Christiane Schneider DIE LINKE: Meine Damen und Herren, Frau Präsidentin! Das Landesprogramm zur Förderung demokratischer Kultur, Vorbeugung und Bekämpfung von Rechtsextremismus steht nach einer Aktuellen Stunde und nach der Ausschussberatung nun zum dritten Mal zur Debatte in der Bürgerschaft. Ich finde das durchaus angemessen,

(Vizepräsident Dr.
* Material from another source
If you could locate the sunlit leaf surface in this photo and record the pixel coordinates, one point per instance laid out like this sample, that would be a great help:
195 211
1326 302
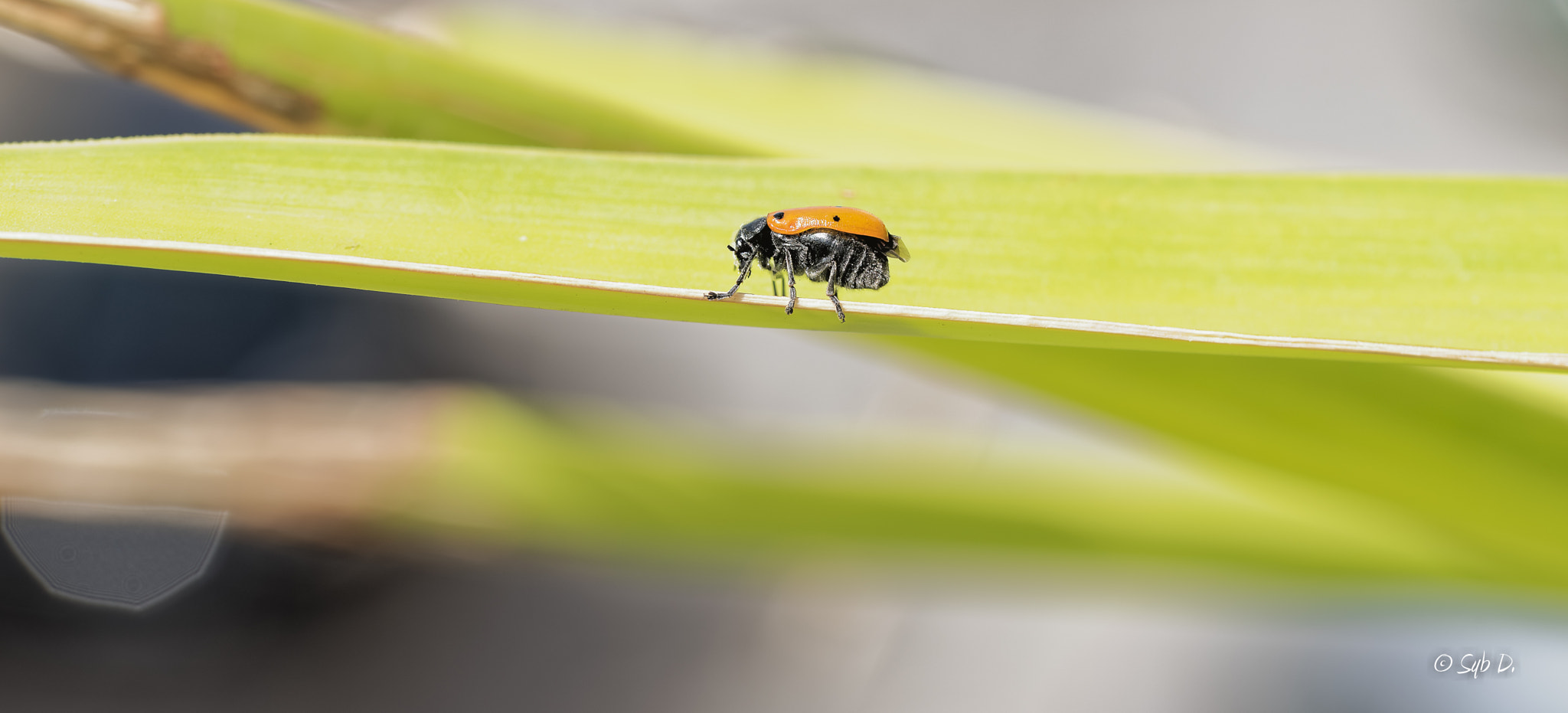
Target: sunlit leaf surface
1348 267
Wieland Schinnenburg übernimmt den Vorsitz.)

denn wenn auch die organisierten Nazis – ich schaue mir zum Beispiel regelmäßig ihre Websites an – in Hamburg derzeit in einer Krise und deshalb vergleichsweise wenig aktiv sind, gibt es dennoch keinen Grund, in der Aufmerksamkeit nachzulassen.

(Beifall bei der LINKEN und bei Barbara Nitruch SPD)

Nicht nur, weil wir aus anderen Städten und Regionen von brutalen menschenfeindlichen Aktionen von Rechten erfahren, organisiert zum Beispiel gegen Flüchtlingsunterkünfte, wo die Zahl der Anschläge seit ungefähr einem Jahr ununterbrochen zunimmt, sondern weil die Problematik gruppenbezogener Menschenfeindlichkeit keineswegs auf organisierte Nazis und andere organisierte Rechte beschränkt ist.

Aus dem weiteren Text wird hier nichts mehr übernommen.